A dark shape slammed his horse on one shoulder, sending it skittering sideways. Davy Scott saw Patrick of Dunbar’s furious face as he balked Buchan’s horse with his own and he brought up the spanned latchbow he’d held, quiet and hidden, down one side of his horse, away from the sharp eyes of Sim Craw; if he shot Hal of Herdmanston now, Buchan would reward him richly…
‘Stay yer hand,’ Patrick of Dunbar bellowed furiously at Buchan. ‘This is a truce, by God.’
For a moment, it seemed the unthinkable would happen and that Buchan would strike the son of the Earl of March — then the arrow hissed, snaking over the heads of everyone, so that only a few saw it and fewer still cried out and reached for weapons.
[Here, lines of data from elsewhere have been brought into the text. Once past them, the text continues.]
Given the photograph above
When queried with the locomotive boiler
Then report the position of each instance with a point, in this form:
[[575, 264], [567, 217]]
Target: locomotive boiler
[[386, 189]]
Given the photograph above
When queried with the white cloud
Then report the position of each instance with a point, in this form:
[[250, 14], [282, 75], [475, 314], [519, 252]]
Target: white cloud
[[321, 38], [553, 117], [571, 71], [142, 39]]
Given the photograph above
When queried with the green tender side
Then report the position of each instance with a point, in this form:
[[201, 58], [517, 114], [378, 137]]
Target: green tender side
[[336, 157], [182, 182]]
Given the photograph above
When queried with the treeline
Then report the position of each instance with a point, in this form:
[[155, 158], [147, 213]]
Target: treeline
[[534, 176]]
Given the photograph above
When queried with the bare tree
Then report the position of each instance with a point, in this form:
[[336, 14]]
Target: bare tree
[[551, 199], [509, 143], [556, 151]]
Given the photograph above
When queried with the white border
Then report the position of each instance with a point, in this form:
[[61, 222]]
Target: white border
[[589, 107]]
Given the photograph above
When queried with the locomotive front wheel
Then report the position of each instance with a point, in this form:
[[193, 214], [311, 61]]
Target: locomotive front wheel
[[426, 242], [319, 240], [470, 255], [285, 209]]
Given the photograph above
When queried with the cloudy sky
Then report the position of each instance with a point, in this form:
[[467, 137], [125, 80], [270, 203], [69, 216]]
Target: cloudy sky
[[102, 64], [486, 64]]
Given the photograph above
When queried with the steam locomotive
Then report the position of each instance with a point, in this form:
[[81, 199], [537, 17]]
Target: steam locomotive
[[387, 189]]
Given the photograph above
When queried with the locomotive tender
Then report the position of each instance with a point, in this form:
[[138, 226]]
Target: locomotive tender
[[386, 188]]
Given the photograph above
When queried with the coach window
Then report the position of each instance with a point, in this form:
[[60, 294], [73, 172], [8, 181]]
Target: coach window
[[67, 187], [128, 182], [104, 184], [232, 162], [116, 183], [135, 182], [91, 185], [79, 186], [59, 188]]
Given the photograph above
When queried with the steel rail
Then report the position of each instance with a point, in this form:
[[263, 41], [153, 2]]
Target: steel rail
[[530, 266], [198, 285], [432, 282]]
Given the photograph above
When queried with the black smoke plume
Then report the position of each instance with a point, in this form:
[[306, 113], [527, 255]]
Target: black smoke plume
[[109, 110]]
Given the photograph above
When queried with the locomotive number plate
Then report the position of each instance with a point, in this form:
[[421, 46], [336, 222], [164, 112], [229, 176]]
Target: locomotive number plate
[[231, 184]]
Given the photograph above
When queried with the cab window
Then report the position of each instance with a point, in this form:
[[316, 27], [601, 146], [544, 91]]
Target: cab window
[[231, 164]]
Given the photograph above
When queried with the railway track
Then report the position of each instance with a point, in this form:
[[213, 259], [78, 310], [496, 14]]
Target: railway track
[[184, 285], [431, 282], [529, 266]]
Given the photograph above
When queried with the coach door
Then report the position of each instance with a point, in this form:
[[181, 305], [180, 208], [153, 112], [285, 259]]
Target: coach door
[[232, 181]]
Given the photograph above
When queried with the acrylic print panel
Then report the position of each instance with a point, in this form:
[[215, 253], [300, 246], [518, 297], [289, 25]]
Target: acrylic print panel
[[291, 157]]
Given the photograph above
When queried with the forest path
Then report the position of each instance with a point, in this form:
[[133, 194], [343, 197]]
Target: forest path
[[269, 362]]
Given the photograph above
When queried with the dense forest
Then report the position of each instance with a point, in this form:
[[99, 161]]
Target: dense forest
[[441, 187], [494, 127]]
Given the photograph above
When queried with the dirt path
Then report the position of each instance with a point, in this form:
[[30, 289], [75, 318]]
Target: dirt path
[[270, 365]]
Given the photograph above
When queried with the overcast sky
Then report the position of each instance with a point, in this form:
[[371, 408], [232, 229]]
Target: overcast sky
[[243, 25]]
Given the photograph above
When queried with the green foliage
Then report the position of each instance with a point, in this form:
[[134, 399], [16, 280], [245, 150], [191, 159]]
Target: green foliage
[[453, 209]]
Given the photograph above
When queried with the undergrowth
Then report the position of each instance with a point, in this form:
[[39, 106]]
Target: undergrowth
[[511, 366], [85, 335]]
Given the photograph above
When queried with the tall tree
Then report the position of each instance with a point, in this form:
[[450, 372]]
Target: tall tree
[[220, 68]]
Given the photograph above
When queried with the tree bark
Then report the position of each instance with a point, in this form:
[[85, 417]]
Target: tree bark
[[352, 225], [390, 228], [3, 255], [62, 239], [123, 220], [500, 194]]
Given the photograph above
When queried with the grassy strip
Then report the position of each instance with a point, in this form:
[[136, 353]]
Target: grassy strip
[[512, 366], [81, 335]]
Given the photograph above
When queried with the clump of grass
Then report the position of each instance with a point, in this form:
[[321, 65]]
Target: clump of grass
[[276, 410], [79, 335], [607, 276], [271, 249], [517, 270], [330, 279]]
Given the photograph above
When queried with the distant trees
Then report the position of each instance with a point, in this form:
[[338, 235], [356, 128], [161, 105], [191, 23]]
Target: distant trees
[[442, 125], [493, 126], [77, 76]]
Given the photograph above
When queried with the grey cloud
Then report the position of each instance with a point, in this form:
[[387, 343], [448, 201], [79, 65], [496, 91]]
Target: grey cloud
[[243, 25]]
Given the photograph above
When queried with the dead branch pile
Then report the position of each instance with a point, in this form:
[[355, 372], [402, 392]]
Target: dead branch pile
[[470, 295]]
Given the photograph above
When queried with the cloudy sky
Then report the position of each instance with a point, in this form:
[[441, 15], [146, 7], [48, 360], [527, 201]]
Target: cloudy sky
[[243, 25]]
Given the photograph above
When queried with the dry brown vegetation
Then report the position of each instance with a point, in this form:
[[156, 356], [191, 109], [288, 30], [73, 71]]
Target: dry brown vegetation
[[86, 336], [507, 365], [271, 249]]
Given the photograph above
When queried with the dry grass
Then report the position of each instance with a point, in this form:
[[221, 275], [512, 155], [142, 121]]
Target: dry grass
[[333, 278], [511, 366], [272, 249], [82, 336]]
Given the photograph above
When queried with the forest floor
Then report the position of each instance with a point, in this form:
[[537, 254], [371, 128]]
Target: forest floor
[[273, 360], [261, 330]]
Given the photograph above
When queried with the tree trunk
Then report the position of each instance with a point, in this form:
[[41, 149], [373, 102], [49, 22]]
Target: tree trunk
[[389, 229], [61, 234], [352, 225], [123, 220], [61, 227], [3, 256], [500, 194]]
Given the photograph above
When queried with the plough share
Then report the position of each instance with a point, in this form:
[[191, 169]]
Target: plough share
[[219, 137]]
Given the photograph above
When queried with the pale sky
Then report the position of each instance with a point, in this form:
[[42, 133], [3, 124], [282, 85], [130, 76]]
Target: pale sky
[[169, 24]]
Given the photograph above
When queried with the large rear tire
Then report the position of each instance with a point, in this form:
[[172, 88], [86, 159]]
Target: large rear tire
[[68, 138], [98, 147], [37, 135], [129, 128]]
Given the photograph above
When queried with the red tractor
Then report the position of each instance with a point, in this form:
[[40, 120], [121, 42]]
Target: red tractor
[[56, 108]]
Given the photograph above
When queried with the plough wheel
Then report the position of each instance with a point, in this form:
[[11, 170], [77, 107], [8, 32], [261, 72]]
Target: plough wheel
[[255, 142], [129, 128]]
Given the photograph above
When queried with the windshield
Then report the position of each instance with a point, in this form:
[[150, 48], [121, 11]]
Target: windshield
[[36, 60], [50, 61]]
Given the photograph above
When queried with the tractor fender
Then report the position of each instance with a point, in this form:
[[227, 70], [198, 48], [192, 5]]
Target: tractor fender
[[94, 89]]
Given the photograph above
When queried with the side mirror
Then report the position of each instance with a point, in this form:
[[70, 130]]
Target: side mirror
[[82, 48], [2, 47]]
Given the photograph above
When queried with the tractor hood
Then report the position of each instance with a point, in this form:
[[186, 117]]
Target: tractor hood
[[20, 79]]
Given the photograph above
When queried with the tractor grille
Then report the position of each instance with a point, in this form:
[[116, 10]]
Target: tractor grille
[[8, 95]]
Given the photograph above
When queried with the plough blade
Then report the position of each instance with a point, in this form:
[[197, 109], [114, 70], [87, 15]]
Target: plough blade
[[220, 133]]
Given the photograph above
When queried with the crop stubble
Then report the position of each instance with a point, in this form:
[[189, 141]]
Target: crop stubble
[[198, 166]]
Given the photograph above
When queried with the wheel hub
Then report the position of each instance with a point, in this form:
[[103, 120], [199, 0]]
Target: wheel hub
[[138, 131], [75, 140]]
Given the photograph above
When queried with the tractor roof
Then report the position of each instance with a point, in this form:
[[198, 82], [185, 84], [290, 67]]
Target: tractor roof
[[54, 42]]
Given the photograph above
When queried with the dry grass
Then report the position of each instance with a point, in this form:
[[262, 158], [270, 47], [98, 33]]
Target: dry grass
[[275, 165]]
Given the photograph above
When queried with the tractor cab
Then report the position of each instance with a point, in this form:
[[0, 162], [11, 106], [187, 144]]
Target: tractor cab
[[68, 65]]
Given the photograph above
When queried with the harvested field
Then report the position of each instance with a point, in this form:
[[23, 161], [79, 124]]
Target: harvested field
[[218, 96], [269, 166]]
By the time hand was on hilt, though, the best shot the Dog Boy ever did struck Davy Scott on his top lip and drove straight through his head, slicing his brainstem in two.
As if someone had cut all the strings of him, he simply flopped, slid sideways and toppled off the horse, the latchbow falling free; it hit the ground and went off, so that the bolt wasped over ducking heads.
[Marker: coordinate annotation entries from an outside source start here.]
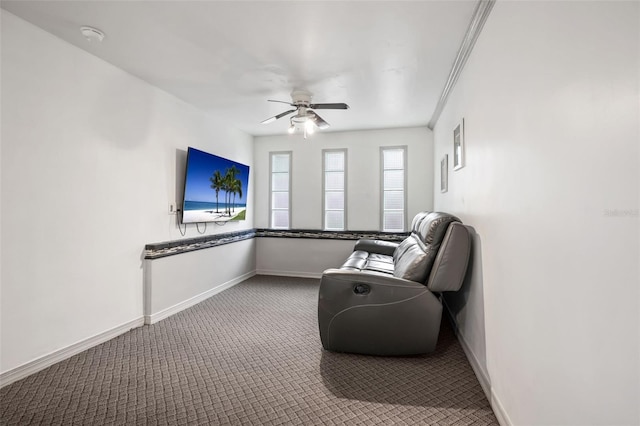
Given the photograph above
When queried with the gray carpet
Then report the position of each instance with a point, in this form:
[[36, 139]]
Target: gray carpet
[[249, 355]]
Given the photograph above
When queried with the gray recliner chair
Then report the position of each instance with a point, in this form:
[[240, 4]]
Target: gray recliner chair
[[385, 299]]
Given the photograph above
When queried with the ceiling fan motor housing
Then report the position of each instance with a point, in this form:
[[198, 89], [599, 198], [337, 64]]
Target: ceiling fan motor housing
[[301, 97]]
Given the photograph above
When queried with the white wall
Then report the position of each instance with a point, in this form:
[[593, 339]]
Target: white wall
[[91, 159], [300, 257], [363, 174], [550, 98]]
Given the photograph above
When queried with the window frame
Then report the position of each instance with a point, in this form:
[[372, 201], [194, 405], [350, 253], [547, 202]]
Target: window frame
[[344, 190], [272, 154], [405, 185]]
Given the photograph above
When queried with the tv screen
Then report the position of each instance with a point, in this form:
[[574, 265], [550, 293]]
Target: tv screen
[[215, 189]]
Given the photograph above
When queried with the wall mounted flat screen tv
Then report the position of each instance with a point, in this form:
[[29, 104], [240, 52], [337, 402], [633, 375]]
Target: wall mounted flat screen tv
[[215, 189]]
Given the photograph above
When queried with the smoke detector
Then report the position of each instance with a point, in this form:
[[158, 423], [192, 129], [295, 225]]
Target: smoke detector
[[92, 34]]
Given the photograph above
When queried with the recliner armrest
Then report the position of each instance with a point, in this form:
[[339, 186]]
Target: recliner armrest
[[376, 246]]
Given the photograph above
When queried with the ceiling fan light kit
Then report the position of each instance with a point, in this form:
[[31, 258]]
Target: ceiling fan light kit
[[306, 119]]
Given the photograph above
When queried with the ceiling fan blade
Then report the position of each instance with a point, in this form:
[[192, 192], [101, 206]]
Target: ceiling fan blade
[[329, 106], [318, 121], [282, 102], [275, 117]]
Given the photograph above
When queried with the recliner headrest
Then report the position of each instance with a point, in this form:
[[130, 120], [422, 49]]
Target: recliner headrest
[[432, 226]]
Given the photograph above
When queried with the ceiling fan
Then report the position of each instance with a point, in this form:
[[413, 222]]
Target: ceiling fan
[[305, 117]]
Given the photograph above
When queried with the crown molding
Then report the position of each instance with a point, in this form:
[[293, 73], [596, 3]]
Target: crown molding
[[480, 15]]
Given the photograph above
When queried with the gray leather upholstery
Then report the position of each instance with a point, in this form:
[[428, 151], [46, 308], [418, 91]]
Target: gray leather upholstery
[[384, 302]]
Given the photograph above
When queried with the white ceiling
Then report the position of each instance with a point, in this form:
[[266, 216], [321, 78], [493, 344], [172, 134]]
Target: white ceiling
[[389, 60]]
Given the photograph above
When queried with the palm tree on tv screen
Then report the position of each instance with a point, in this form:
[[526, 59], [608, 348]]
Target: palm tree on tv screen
[[230, 178], [217, 183]]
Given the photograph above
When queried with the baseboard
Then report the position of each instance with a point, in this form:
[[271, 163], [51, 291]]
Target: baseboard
[[481, 374], [48, 360], [289, 273], [159, 316]]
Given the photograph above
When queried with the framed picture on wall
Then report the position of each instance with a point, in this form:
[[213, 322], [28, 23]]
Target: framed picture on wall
[[458, 146], [444, 173]]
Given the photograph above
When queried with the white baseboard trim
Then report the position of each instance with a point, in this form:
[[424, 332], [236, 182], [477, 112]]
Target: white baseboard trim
[[159, 316], [481, 374], [289, 273], [31, 367]]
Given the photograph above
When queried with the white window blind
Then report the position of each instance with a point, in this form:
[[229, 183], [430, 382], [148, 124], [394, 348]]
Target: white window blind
[[334, 168], [280, 190], [393, 189]]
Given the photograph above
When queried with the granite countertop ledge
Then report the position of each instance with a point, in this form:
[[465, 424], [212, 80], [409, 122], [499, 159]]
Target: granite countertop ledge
[[171, 248]]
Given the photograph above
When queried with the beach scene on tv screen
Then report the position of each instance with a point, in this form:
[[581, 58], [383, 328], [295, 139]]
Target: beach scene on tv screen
[[215, 188]]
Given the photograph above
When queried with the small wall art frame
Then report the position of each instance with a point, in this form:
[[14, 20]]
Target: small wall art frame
[[444, 173], [458, 146]]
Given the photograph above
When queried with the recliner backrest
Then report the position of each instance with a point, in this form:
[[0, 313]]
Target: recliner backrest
[[416, 255]]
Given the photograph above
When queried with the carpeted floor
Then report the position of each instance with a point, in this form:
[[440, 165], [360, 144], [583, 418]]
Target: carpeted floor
[[249, 355]]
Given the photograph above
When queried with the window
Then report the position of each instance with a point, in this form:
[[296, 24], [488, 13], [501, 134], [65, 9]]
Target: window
[[393, 188], [334, 179], [280, 190]]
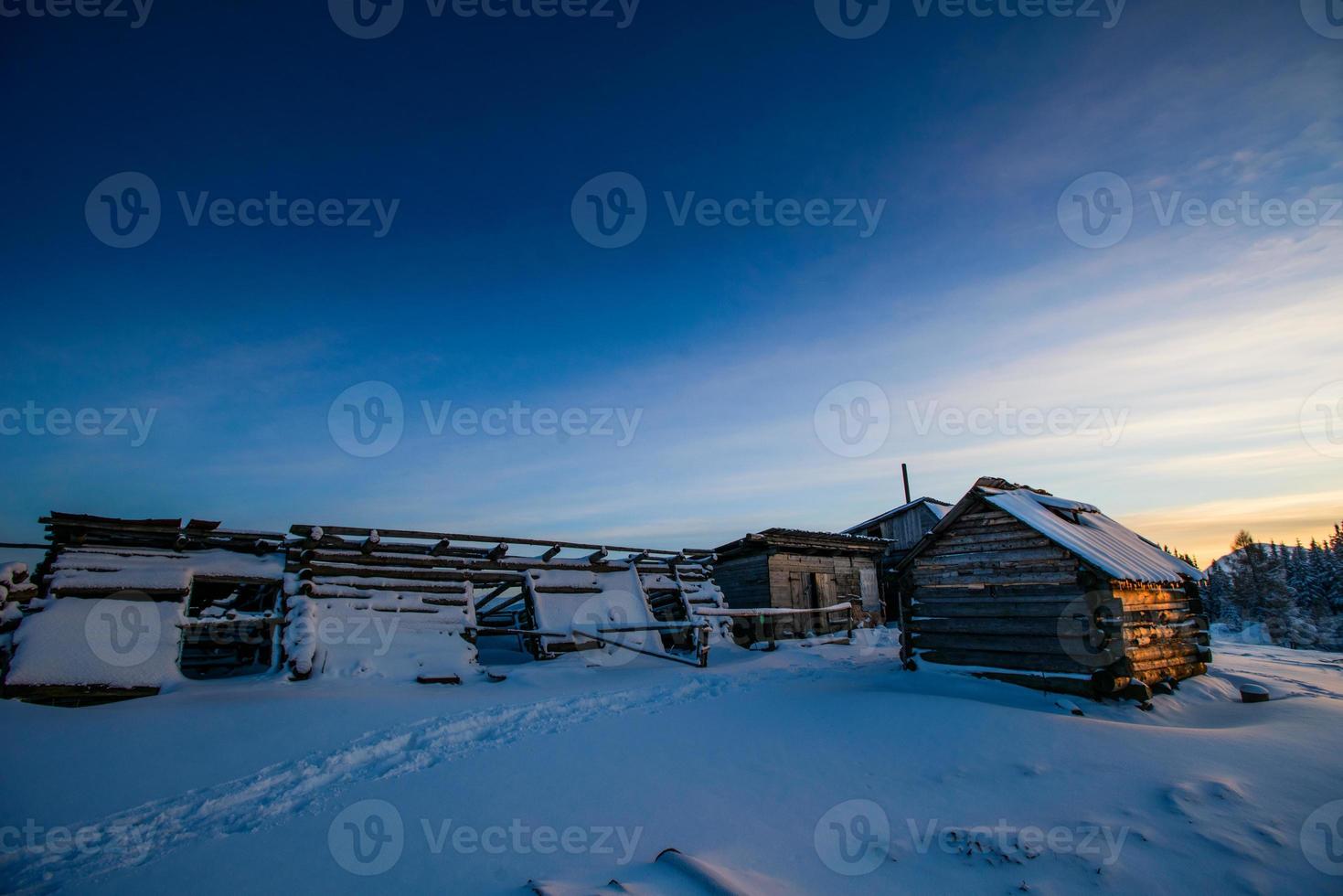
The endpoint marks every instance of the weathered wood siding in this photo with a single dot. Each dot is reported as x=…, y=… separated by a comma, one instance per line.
x=1165, y=633
x=991, y=592
x=744, y=581
x=908, y=528
x=801, y=581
There was yelling and confusion; Hal slid Isabel backwards into the keep, covered by Sim’s crossbow, while Patrick of Dunbar bellowed at Buchan and everyone around him to stay their hand.
With a final savage wrench that took Bradacus’ head back with a protesting whine, the Earl of Buchan reined round and trotted off, the old warhorse stepping delicately over Davy Scott’s body, which Buchan never once looked at.
They came on in a rush an hour later. The rain had stopped and enough sun came out to steam the ground and bring out a rash of insects, which caused the horses to fret and quiver at their tethers; they were useless in this event and could only stand fast and be bitten.